Already analyzed objects
During metadata extraction, objects are ignored, if they have already been analyzed (in this or another project). This happens, for example, in the following cases:
- You returned to the Add Objects workflow step in the project and added more objects.
- You have added objects to the project in plusmeta that have already undergone metadata extraction.
In both cases, only the new objects are analyzed in the workflow step Extract metadata. The objects that have already passed through the metadata extraction are ignored.
For these objects, you can manually perform a new metadata extraction. To do this, click on the button. A new metadata extraction is useful, for example, if you have made changes to your metadata model.
Metadata heatmap
The metadata heatmap can be toggled via a right. It displays the results of metadata extraction in the form of a matrix for each object and metadata. You can set which metadata is displayed here.
- The colored panels indicate whether metadata values were extracted by plusmeta (blue), read in from a file (beige) or assigned manually (green), e.g. via a project specification.
- The hue of the blue color indicates how confident the system is with its prediction. This is called confidence.
- The darker the color, the more confident the software is. Very light blue indicates low confidence.
- The exact confidence is displayed when you move the mouse pointer over the panel or click on the corresponding panel in the metadata heatmap. This opens the AI explanation.
Note: If extracted metadata has low confidence, it is usually because there is another value that also received a high score during metadata extraction. If metadata has a confidence of 100%, this is usually because its the only value that has received points.

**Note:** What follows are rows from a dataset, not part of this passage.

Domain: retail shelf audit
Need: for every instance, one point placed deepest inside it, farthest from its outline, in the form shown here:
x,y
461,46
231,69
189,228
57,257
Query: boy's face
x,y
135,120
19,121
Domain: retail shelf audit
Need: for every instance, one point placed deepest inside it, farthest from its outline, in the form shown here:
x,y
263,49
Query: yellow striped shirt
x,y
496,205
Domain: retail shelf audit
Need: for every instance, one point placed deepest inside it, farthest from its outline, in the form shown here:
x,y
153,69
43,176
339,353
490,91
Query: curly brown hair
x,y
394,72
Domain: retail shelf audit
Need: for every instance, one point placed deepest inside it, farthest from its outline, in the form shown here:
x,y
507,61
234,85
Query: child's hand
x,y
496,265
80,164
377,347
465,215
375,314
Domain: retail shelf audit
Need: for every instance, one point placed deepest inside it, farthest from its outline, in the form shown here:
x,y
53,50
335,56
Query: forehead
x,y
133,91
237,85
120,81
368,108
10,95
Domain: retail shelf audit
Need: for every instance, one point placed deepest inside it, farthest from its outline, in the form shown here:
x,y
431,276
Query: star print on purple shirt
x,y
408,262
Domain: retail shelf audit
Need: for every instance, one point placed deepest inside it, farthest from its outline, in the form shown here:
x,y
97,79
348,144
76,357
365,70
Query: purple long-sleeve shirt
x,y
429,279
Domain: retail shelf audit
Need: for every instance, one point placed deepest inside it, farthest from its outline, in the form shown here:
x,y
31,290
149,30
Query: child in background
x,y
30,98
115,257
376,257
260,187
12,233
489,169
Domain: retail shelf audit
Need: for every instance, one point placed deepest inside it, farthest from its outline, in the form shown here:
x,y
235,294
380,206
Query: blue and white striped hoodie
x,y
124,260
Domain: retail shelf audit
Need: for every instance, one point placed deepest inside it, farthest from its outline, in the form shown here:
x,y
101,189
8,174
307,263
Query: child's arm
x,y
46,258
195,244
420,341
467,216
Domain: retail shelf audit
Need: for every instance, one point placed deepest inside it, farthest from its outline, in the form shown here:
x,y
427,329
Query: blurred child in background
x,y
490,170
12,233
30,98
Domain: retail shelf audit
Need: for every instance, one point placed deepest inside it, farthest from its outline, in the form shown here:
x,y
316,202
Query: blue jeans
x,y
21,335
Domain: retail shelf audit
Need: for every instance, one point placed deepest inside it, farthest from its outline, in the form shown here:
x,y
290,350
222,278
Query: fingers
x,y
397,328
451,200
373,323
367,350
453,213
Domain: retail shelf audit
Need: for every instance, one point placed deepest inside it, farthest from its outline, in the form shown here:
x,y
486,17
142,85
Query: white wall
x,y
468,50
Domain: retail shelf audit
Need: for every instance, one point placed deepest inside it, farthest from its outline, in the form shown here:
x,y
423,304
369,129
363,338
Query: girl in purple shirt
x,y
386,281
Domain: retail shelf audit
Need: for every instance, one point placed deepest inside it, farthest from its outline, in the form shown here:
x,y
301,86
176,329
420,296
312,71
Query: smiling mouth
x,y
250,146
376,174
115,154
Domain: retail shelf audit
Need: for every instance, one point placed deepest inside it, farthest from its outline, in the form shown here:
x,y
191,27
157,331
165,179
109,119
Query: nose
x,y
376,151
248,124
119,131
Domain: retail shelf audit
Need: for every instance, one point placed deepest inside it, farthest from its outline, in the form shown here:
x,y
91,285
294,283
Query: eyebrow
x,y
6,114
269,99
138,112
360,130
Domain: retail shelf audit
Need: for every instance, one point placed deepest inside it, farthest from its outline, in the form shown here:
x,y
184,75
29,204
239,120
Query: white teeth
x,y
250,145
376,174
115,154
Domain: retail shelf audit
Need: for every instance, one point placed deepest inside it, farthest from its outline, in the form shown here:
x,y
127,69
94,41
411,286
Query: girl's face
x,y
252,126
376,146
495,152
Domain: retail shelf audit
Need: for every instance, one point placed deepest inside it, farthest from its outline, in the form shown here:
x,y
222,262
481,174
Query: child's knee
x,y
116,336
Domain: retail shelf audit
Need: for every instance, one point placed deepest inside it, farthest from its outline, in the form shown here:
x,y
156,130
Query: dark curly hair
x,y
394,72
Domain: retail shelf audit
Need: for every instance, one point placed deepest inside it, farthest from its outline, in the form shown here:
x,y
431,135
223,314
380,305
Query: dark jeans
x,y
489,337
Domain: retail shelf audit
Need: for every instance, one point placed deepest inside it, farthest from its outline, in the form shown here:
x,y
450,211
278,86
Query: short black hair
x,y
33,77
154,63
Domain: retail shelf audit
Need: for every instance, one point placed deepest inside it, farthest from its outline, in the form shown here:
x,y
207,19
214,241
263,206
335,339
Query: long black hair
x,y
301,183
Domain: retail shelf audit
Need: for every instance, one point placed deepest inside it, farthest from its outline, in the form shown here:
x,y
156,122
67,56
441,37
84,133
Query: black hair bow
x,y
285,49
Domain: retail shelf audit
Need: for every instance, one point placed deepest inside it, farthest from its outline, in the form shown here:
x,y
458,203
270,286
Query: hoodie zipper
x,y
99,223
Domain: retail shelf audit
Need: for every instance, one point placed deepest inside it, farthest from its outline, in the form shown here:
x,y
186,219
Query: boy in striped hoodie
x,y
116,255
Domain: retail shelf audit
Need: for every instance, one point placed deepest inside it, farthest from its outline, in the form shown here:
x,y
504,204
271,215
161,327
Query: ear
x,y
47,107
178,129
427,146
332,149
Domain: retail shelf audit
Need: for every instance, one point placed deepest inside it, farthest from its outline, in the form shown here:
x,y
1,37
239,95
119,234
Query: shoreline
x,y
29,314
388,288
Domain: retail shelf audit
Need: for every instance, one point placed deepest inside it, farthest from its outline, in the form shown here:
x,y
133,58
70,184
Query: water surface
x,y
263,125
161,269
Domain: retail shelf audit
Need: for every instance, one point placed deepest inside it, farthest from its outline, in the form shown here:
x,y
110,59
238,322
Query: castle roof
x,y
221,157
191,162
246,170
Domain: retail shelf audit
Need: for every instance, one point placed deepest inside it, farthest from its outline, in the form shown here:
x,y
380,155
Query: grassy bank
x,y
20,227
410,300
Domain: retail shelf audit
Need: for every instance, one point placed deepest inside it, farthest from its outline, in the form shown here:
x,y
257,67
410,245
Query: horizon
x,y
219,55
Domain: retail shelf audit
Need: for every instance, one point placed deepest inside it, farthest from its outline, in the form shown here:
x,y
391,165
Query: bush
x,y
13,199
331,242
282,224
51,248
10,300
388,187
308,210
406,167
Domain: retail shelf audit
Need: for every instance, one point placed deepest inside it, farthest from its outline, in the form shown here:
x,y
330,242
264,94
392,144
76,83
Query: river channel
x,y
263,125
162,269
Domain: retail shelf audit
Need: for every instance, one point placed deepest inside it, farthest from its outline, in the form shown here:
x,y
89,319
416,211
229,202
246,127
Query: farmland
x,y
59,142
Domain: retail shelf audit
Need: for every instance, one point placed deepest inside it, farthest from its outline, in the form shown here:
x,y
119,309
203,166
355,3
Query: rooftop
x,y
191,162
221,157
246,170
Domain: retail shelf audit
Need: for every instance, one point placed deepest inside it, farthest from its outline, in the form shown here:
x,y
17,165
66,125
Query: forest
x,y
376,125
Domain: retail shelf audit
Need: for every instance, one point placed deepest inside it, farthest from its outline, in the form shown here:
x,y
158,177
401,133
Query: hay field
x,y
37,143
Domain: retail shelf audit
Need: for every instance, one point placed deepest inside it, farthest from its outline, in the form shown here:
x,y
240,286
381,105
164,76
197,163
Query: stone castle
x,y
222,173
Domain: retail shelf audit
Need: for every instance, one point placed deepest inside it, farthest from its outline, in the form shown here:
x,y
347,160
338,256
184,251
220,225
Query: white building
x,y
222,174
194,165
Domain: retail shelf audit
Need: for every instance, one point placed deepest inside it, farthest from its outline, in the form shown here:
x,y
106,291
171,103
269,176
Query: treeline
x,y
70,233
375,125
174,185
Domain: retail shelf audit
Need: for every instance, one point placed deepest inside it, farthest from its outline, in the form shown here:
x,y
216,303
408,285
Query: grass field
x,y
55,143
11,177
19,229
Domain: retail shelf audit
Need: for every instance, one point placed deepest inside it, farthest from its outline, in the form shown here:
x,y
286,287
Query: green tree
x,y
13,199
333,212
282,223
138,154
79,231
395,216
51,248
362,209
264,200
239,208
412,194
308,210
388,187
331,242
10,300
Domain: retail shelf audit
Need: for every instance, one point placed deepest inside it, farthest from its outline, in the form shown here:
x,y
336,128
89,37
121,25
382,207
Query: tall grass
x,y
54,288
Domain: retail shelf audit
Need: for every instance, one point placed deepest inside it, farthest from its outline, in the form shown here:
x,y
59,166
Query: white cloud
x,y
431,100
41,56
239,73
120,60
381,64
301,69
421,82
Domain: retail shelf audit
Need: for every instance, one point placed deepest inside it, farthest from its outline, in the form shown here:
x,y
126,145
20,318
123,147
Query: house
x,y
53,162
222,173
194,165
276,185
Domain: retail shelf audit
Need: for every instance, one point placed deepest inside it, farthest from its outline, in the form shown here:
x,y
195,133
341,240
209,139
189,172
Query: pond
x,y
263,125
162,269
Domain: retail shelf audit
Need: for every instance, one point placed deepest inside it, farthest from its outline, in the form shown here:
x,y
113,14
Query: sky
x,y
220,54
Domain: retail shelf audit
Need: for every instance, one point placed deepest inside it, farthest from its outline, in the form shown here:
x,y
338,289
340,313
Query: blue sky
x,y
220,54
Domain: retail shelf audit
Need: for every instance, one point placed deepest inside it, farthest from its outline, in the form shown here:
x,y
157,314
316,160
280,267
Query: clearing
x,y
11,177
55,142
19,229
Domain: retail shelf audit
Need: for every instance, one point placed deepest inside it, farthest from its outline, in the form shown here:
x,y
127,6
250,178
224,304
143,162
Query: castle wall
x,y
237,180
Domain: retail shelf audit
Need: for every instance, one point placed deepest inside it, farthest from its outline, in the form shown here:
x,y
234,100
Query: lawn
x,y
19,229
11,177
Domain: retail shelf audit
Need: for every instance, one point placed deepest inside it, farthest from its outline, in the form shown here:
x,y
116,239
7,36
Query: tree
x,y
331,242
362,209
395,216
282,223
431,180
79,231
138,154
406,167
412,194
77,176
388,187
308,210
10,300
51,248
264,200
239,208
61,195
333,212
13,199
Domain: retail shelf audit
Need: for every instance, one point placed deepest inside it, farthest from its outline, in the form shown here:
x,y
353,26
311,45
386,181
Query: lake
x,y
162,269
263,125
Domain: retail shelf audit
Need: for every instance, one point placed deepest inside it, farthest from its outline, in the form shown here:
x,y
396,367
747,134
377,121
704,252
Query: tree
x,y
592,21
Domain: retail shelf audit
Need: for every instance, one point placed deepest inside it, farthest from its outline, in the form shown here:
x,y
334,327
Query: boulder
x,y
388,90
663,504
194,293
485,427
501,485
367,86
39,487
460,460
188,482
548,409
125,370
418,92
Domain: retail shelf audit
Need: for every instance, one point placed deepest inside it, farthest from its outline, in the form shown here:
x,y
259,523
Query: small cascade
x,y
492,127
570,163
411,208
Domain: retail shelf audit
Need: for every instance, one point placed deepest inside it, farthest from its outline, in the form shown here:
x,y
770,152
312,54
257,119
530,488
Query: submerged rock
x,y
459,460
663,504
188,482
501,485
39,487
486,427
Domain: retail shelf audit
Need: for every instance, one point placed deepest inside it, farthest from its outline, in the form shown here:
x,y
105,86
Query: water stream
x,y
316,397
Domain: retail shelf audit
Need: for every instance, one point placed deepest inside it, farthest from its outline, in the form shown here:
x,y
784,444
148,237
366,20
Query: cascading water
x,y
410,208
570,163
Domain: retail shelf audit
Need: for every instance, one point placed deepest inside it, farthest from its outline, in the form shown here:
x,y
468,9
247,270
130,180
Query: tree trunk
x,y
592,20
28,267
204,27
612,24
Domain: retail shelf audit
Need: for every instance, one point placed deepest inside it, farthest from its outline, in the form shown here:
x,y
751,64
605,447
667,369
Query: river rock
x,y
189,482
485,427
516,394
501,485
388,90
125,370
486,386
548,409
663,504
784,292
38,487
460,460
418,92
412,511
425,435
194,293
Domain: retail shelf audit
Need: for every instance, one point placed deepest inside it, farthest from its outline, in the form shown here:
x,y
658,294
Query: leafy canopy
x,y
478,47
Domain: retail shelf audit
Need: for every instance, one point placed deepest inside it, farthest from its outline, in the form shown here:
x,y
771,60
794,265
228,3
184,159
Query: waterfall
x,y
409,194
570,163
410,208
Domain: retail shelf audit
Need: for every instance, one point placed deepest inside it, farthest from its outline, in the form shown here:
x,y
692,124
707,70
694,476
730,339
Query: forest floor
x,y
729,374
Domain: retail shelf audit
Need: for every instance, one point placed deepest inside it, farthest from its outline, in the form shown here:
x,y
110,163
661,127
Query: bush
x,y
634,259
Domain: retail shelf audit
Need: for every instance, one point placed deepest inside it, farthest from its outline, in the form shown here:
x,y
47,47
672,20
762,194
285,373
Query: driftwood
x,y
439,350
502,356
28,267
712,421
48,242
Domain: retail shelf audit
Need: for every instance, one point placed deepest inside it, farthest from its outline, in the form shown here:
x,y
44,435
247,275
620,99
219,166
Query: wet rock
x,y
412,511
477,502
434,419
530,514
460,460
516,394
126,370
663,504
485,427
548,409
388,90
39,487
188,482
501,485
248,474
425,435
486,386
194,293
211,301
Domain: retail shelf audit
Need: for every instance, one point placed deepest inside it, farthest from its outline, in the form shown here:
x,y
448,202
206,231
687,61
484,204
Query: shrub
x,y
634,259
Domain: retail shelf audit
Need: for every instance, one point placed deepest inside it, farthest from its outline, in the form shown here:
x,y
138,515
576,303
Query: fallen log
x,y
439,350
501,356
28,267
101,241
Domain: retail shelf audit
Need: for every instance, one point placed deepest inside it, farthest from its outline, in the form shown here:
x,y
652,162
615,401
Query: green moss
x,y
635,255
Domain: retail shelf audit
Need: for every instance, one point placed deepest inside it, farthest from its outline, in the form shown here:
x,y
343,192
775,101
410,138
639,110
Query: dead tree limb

- For metadata marked with a blue dot, there is a related configuration object.
- The gear menu can be used to customize which metadata is displayed in the metadata heatmap. A maximum of 9 columns are displayed.
Further detailed information on metadata extraction can be found in the AI explanation. Click on the panel of the corresponding metadata in the metadata heatmap to open it.
AI explanation
To open the AI explanation , click on a panel in the metadata heatmap. The details of the metadata extraction are broken down and clearly presented here.
- Prediction: Here you can find more details about the metadata prediction.
- The result can be seen in the area highlighted in blue. In addition, information on the origin, the approval status, any existing configurations and the confidence is given.
- The table below lists the candidates from metadata extraction. These candidates are all matches in the text, including those with fewer points that were not selected by the software.
Note: This table is not available for all extraction methods.
- Configuration: The configuration object assigned to the metadata is displayed here.
Note: This button is only available if a configuration object is assigned to the metadata.
- Text content: The text content of the respective object is displayed here, which plusmeta has extracted from the object and which was used for metadata extraction.
Dialogue: Explanation
To open the Explanation dialogue, click on the button in the Explanation column. The exact matches with scores are displayed here.
-
The Reason column indicates whether the match was found in the title, in the text content or in a metadata source (e.g. folder path, PDF keywords, etc.) and what was found (label, part of the lable or positive/negative/neutral indicator, see indicator types ).
-
In the Value column, the exact string of the match is displayed. This can be insightful, for example, for fuzzy matches or incorrect results.
-
In the Score column, the score is given, if applicable minus the fuzziness. For example, a fuzzy match with a fuzziness of 90% gets only 90% of the score indicated in the Weight column. If the hit is a neutral or negative indicator, the score may also be reduced.